O BRASIL TEM JEITO! A fala de Lula ao Brasil neste #7deSetembro.
– AJUDE A DIVULGAR pic.twitter.com/71SEFmA7x9
— Lula (@LulaOficial) September 6, 2021
Per l’opposizione le marce del 7 settembre sono state un tentativo «disperato» di provare a risollevare il consenso di Bolsonaro, in caduta libera per le condizioni economiche durissime in cui versa il Paese. «I numeri di Bolsonaro sono al collasso, e con questi comizi vuole dimostrare di essere ancora in gara. Sta cercando di dare energia alla sua base», ha detto al Guardian Marcelo Freixo, un membro del Congresso di sinistra del Partito Socialista Brasiliano (Psb). «Non è stato il popolo a scendere in piazza, sono stati i fanatici», ha aggiunto, definendo le proteste «assolutamente criminali e incostituzionali».
L’appello per denunciare il rischio di insurrezione militare
Le preoccupazioni sulla tenuta democratica del Brasile sono condivise anche all’estero.
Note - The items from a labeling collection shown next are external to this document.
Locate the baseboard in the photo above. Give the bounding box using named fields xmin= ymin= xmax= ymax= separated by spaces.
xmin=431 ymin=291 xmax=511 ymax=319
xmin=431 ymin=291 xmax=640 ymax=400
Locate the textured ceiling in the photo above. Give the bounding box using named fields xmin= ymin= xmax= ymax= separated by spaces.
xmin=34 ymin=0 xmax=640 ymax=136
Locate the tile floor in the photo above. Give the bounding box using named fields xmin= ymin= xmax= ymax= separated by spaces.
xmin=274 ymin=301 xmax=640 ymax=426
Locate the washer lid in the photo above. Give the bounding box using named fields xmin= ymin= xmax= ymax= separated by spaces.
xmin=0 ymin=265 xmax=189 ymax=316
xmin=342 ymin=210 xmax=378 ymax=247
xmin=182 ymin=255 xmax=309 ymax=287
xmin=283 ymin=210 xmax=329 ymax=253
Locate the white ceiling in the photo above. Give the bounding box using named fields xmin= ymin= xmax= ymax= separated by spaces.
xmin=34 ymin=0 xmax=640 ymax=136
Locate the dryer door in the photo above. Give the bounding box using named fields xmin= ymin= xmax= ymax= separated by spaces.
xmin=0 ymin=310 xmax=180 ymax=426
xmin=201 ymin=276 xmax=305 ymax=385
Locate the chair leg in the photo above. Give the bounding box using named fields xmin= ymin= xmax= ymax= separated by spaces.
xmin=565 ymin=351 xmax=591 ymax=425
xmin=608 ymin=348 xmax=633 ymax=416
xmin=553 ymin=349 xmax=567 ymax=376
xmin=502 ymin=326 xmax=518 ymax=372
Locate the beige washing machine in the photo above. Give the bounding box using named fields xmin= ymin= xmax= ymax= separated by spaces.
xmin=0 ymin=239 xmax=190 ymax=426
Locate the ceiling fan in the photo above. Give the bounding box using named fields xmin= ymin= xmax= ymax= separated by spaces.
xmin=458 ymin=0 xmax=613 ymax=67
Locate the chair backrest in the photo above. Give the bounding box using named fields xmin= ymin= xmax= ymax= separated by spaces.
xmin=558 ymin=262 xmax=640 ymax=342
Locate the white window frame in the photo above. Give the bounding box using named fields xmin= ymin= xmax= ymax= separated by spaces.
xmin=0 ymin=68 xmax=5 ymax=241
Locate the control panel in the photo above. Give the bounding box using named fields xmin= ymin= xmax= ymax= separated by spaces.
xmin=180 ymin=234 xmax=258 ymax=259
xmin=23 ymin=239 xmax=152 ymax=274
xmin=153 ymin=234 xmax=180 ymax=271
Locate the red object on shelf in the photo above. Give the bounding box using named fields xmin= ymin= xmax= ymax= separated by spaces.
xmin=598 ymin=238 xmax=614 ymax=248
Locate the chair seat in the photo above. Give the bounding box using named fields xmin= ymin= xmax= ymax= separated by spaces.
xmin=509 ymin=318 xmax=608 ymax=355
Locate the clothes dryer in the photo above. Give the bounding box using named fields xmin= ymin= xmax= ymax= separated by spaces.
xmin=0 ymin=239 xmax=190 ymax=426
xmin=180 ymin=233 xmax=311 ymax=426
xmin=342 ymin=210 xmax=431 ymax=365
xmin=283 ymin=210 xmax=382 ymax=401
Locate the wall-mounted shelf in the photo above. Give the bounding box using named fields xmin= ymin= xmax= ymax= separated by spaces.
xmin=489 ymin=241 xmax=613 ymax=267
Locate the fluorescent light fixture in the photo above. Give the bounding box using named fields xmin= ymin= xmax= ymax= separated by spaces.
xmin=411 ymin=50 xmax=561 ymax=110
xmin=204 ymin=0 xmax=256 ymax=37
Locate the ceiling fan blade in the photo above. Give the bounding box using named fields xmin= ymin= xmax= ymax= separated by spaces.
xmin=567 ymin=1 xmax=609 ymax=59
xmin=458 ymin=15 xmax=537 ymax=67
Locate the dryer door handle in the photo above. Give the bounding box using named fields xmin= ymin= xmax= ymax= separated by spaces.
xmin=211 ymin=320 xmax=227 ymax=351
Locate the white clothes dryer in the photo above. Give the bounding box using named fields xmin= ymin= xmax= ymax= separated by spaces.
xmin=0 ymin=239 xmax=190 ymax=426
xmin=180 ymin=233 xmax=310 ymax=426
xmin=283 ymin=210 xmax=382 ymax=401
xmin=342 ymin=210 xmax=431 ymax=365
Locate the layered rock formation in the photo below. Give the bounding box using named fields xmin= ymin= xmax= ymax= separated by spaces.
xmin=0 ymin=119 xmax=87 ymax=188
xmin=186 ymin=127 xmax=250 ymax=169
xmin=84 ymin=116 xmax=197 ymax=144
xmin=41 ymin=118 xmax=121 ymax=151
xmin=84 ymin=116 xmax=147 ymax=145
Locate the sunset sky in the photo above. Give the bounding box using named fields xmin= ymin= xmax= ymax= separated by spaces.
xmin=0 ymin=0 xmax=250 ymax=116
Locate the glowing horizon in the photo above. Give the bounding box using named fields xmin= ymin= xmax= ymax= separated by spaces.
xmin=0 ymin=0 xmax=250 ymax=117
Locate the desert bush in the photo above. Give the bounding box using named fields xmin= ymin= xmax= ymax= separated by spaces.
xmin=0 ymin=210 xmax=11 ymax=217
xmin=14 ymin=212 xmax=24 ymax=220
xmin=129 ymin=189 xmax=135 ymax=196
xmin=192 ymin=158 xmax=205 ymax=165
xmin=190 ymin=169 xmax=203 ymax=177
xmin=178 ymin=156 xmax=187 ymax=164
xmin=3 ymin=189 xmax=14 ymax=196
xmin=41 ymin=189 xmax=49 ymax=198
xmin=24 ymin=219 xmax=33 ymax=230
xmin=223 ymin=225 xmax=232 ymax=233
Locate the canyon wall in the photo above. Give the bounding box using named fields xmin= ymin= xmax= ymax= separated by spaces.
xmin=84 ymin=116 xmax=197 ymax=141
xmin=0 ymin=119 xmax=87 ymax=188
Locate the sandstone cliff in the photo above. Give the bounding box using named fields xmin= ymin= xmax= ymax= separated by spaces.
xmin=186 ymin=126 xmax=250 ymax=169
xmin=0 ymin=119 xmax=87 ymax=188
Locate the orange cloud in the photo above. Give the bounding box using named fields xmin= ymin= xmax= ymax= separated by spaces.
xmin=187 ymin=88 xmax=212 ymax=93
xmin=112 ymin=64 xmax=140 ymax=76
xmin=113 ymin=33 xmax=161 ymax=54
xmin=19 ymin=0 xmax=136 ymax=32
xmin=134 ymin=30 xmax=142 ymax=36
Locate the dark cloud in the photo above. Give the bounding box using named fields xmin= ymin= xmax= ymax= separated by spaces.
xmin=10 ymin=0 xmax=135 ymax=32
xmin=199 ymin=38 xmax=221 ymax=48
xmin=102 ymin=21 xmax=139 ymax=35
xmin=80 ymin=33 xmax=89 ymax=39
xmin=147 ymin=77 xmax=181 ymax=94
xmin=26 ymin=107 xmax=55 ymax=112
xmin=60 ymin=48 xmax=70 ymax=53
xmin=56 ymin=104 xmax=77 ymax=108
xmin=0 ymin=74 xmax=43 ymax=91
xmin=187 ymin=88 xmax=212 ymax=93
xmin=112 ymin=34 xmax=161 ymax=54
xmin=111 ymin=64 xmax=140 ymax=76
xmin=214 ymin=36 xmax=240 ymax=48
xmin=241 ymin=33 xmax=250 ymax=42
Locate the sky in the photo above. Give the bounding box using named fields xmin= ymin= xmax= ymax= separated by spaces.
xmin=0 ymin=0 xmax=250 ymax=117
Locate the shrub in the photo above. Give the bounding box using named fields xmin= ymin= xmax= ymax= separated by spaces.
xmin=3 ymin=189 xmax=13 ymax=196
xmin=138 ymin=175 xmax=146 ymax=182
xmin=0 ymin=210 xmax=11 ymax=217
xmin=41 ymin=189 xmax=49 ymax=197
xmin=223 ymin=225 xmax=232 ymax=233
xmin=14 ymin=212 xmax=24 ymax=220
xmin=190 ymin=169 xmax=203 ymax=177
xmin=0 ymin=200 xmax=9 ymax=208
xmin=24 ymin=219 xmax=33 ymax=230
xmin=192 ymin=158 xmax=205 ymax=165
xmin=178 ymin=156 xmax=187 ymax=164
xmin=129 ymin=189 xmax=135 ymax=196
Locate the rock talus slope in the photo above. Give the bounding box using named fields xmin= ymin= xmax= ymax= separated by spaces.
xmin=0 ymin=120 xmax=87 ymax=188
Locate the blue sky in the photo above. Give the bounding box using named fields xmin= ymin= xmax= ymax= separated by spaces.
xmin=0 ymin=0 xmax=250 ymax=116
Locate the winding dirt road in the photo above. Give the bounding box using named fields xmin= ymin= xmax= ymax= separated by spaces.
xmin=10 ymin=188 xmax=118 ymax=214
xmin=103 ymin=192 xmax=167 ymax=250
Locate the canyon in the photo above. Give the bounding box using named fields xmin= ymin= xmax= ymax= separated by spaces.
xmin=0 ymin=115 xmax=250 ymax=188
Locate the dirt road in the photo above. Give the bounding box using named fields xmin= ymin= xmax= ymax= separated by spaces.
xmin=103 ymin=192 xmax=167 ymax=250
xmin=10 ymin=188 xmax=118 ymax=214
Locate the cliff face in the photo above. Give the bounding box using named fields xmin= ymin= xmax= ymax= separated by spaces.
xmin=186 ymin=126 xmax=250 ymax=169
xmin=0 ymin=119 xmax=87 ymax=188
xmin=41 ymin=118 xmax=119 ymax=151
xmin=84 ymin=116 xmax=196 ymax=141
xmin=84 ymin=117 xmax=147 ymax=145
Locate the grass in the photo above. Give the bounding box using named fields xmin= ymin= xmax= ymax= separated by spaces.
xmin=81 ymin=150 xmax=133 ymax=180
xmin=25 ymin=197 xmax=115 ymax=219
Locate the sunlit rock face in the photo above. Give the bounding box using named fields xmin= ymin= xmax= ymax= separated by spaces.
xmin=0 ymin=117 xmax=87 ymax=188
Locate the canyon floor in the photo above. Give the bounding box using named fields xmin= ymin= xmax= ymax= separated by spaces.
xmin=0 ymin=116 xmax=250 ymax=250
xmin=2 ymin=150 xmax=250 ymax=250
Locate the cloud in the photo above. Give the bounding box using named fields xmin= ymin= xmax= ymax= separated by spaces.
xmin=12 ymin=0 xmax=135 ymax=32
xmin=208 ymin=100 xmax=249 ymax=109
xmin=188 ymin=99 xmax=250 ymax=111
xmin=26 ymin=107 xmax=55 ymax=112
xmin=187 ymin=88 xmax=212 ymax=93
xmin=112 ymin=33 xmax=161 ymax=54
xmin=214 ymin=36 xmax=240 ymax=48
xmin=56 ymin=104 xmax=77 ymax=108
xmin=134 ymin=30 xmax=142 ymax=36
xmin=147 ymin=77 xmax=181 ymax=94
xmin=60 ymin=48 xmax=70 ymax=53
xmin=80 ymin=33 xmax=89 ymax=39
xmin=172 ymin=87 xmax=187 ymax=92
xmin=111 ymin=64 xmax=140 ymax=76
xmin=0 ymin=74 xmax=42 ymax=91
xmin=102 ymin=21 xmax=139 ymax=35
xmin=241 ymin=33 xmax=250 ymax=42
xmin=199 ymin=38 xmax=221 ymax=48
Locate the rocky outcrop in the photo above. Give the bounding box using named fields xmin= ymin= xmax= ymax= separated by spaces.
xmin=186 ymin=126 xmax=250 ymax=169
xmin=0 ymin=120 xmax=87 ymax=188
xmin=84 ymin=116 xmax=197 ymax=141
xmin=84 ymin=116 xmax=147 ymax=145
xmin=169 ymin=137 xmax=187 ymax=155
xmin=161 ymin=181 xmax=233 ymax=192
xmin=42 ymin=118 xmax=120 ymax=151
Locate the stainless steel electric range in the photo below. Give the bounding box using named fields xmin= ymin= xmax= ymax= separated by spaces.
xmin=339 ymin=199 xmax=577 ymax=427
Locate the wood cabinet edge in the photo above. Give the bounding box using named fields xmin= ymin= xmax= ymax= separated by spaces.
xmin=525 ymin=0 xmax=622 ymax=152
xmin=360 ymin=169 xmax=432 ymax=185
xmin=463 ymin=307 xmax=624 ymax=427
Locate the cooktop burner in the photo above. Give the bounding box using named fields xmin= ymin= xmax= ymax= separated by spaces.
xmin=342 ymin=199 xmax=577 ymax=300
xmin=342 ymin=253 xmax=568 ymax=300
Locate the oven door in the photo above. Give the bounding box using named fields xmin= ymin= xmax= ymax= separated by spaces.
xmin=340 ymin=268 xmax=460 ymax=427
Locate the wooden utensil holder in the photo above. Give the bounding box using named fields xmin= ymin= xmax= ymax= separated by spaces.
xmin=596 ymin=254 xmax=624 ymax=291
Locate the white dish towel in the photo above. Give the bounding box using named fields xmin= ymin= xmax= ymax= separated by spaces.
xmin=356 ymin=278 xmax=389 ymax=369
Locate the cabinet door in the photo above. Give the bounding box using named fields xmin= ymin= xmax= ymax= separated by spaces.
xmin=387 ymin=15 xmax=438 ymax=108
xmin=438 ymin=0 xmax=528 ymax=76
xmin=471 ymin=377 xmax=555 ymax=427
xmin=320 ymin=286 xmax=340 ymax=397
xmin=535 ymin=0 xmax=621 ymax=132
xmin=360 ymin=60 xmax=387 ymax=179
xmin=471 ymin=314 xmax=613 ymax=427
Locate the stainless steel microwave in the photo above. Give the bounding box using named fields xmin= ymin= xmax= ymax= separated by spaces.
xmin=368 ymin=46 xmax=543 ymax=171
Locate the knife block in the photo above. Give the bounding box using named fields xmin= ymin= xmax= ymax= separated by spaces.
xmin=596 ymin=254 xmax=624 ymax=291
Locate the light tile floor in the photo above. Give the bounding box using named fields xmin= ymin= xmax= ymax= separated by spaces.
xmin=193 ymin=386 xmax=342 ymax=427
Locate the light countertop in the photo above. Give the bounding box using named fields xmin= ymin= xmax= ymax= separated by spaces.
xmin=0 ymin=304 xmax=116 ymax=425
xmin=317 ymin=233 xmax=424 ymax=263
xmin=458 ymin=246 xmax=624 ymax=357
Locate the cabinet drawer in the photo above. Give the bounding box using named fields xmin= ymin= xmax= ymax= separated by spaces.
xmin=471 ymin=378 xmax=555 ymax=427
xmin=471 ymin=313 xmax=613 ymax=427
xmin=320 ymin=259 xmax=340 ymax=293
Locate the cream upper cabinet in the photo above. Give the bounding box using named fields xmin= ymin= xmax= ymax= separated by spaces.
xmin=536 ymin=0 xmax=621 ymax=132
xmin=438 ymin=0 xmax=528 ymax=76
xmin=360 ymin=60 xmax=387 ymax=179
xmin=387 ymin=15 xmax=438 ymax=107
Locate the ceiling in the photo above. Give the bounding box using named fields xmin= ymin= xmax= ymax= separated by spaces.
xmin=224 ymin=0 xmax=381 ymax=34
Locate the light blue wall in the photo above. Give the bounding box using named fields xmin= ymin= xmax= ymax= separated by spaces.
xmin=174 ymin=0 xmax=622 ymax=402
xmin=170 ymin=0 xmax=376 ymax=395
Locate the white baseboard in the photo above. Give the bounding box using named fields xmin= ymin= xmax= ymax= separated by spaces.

Centocinquanta tra ex presidenti, parlamentari e politici di oltre 26 Paesi hanno scritto un appello per denunciare il rischio di un’insurrezione militare. Tra loro, anche gli ex capi di Stato di Paraguay, Colombia ed Ecuador, l’ex primo ministro spagnolo Jose Luis Zapatero, il professore americano Noam Chomsky, il Nobel per la Pace argentino Aldolfo Perez Esquivel. I firmatari della lettera hanno anche ricordato come lo scorso 10 agosto il presidente abbia partecipato a una parata militare «senza precedenti».

L’inchiesta sul ricorso alle fake news da parte del partito di Bolsonaro
Ma cosa ha spinto Bolsonaro a passare all’attacco? Un’inchiesta da parte del già citato giudice Alexandre de Moraes sull’utilizzo di fake news da parte del partito del presidente, Alleanza per il Brasile, nella sua propaganda elettorale. Proprio per contrastare le indagini, Bolsonaro ha firmato un decreto (che deve essere approvato dal Parlamento) che obbliga i fornitori di servizi digitali a dimostrare la giusta causa per poter cancellare o sospendere post o account sui social network. Un provvedimento che per Facebook «limita in modo significativo la capacità di contenere gli abusi nelle nostre piattaforme» e che «viola i diritti costituzionali». L’inchiesta di de Moraes, nemico pubblico numero uno del presidente, ha prodotto anche mandati di perquisizione e sequestro, oltre a ordini di arresto, nei confronti di persone – vicine a Bolsonaro – accusate di finanziare e stimolare «atti antidemocratici». «Non possiamo ammettere che una persona offuschi la nostra democrazia. Non possiamo consentire che metta a rischio la nostra libertà», ha detto il presidente a Brasilia. Minacce non troppo velate.